Why Applicants Must Remain Compliant
CIPA compliance is required by USAC for an entity to become and remain eligible for discounts. Please note that this applies only to support for Internet Access, Internal Connections, and Basic Maintenance services; schools and libraries which receive funding for telecommunications only are not required to remain compliant. However, following the safeguards outlined in the Children’s Internet Protection Act remains in the best interest of all entities – and in the best interests of students and patrons.
Entities that are not CIPA compliant are not eligible for E-rate discounts. Ensuring compliance, and retaining documents to prove compliance, is vital to establishing and maintaining your E-rate eligibility. If an applicant cannot provide proof of compliance during a review or audit, USAC will COMAD all funding received during the period of noncompliance. Essentially, a non-compliant applicant will be required to reimburse USAC for any funds received via the E-rate Program. Many schools could be responsible for the return of hundreds of thousands to millions of dollars that had been provided by the program over the course of several years if they are not CIPA compliant.
Will Compliance Affect Quality of Instruction and the Accessibility of Online Resources?
CIPA’s guidelines are very broad, and most specifically prohibit access to visual depictions that are deemed “obscene,” “child pornography,” or “harmful to minors” and do not serve an educational purpose. Works of art, literature, and anatomical diagrams do not need to be blocked, as they have clear educational value. Additionally, many schools utilize sites such as YouTube, blogging platforms, and even Facebook for educational purposes or to facilitate discussion, and CIPA does not mandate a blanket ban on these sites or others like them. Only harmful material must be blocked, and extremely rigid filters are completely unnecessary for CIPA compliance.

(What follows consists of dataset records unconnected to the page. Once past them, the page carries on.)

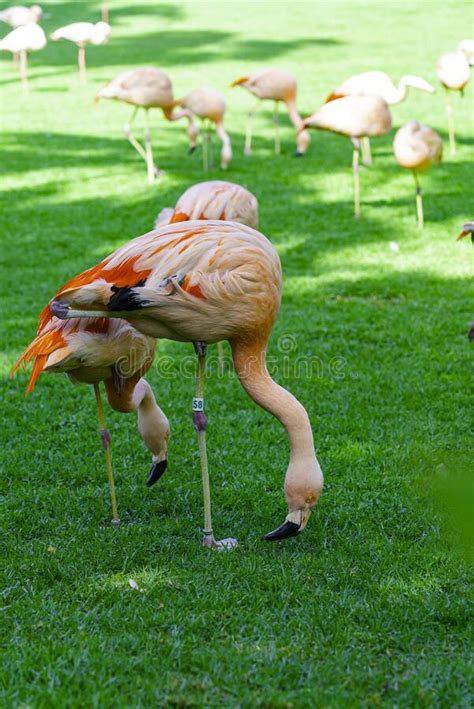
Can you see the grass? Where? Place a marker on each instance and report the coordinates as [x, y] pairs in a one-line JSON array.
[[370, 606]]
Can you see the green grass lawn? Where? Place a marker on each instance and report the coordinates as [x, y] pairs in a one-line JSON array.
[[370, 606]]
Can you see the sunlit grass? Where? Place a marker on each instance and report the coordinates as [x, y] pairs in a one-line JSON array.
[[370, 606]]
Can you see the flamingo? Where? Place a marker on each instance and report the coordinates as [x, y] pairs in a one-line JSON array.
[[356, 117], [214, 199], [24, 39], [82, 33], [417, 148], [19, 15], [378, 83], [97, 350], [146, 88], [467, 47], [201, 282], [209, 106], [276, 85], [453, 72]]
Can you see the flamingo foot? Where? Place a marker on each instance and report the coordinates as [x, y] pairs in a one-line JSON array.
[[227, 544], [157, 470]]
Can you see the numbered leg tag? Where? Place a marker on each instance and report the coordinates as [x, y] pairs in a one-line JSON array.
[[198, 404]]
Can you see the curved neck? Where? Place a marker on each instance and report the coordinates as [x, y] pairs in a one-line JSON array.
[[250, 365], [152, 423], [295, 117], [402, 89]]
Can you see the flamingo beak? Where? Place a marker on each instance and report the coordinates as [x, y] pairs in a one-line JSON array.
[[294, 523], [157, 470]]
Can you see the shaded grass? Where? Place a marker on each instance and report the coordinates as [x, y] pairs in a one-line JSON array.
[[370, 606]]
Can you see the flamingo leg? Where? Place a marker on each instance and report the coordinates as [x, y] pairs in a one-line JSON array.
[[355, 171], [150, 165], [81, 58], [206, 146], [200, 424], [450, 112], [24, 70], [276, 126], [105, 437], [366, 152], [127, 129], [221, 357], [248, 132], [419, 202]]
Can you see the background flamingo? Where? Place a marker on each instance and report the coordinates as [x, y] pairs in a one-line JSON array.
[[356, 117], [111, 351], [215, 199], [466, 46], [378, 83], [24, 39], [209, 105], [146, 88], [202, 282], [275, 85], [83, 33], [417, 148], [18, 15], [453, 72]]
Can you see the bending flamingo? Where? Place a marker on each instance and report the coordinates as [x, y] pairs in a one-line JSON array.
[[146, 88], [202, 282], [453, 72], [215, 199], [83, 33], [209, 106], [96, 350], [356, 117], [24, 39], [275, 85], [378, 83], [417, 148]]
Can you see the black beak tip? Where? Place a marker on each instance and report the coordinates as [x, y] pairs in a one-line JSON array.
[[157, 470], [287, 529]]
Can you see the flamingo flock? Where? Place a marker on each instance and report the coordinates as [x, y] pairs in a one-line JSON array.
[[204, 274]]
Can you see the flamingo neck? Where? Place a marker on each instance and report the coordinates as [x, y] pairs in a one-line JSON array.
[[293, 114], [250, 365], [401, 91], [152, 422]]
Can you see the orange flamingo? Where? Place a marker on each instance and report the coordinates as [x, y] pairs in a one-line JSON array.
[[81, 34], [453, 72], [356, 117], [201, 282], [417, 148], [146, 88], [97, 350], [276, 85], [209, 106], [215, 199]]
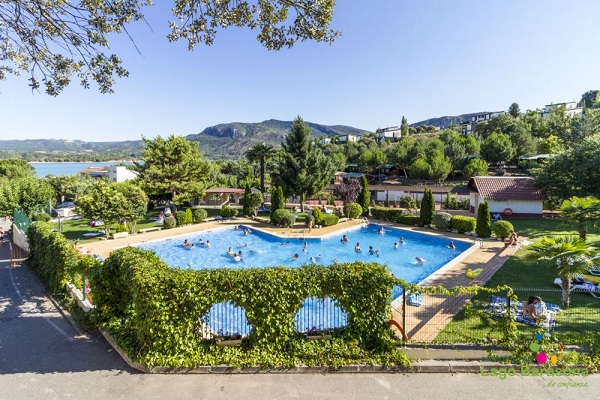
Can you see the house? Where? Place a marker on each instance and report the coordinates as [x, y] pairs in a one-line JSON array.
[[507, 196], [390, 133], [115, 173], [220, 196], [571, 109], [348, 138]]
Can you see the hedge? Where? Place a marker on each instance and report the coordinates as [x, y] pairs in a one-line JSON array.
[[153, 309], [462, 224]]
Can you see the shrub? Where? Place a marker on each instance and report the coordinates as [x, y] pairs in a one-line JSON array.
[[462, 224], [189, 218], [225, 211], [180, 217], [43, 217], [442, 220], [169, 222], [352, 210], [282, 217], [330, 220], [408, 202], [318, 215], [199, 215], [502, 229], [483, 228]]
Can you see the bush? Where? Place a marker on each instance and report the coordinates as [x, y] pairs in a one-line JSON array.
[[169, 222], [408, 202], [352, 210], [189, 218], [282, 217], [330, 220], [462, 224], [43, 217], [442, 220], [318, 216], [502, 229], [199, 215], [483, 228], [180, 217]]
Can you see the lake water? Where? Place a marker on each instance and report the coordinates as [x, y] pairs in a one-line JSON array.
[[68, 168]]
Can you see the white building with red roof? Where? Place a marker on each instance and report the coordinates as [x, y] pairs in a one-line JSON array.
[[507, 196]]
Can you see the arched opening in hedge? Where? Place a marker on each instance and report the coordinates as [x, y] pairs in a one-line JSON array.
[[320, 314]]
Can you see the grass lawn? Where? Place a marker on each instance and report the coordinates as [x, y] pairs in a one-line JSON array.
[[529, 278]]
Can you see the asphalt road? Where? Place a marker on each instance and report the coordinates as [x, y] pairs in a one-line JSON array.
[[43, 357]]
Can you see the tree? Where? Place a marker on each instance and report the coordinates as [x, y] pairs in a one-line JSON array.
[[497, 147], [364, 197], [427, 208], [404, 127], [348, 191], [570, 254], [581, 210], [483, 225], [174, 167], [475, 167], [514, 110], [54, 41], [304, 170], [261, 153]]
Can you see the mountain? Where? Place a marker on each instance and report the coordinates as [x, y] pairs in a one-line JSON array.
[[444, 122], [219, 141], [233, 139]]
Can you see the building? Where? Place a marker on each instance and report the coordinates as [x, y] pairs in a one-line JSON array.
[[116, 173], [507, 196], [469, 127], [571, 109], [391, 133], [348, 138]]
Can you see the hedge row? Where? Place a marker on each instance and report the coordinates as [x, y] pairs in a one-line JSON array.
[[154, 309]]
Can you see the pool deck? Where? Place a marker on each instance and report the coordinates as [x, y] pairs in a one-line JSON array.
[[423, 323]]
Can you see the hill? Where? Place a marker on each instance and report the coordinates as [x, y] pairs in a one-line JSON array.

CIPA also allows blocks to be removed entirely for adults conducting research, and also allows filtering and blocks to be modified for minors conducting research. For example, if a student were writing a paper about the history and effects of drug use and its relation to drug policy (which may require access to commonly blocked content), CIPA allows restrictions to be relaxed to facilitate the student’s research and to allow her to access the content she needs for the successful completion of her assignment.